なお、変更・リライトについてはSuper・Wraptasともに一度ページを紐付ければ以降は変更点が自動的に反映されます。
テキスト執筆のみに集中できる、快適なライティング体験
NotionをWebサイトとして公開する4つのメリット。最高のライティング体験と高速表示 でも書いているのですが、Notionはとにかく「コンテンツ作成・テキスト執筆」に集中することができます。
挿入する画像選択や内部リンク設置の際など、テキスト執筆以外のものにかかるコストが、快適なUXによって非常に小さいものとなっているのです。
またWordPressなどのCMSには、サイト全体の保守としてプラグインアップデート、本体アップデートなど保守の手間がかかります。

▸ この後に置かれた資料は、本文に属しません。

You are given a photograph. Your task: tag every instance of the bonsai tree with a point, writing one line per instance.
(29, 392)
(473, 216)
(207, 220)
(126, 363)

このあたりの手間もNotionをWebサイトとして公開するサードパーティツールに任せれば、コンテンツ作成以外のことを気にせず、ライティングに集中する環境を手にすることができます。
NotionをWebサイトとして公開する方法と注意
NotionをWebサイトとして公開するならサードパーティ製ツールの利用を推奨
Notionは、そのままNotionがもつ共有機能で公開が可能ですが、ドメインがnotionのものとなってしまいます。
そのため独自ドメインと紐付けて公開し、資産化していくためにもサードパーティ製ツール(有料)を利用しての公開をオススメします。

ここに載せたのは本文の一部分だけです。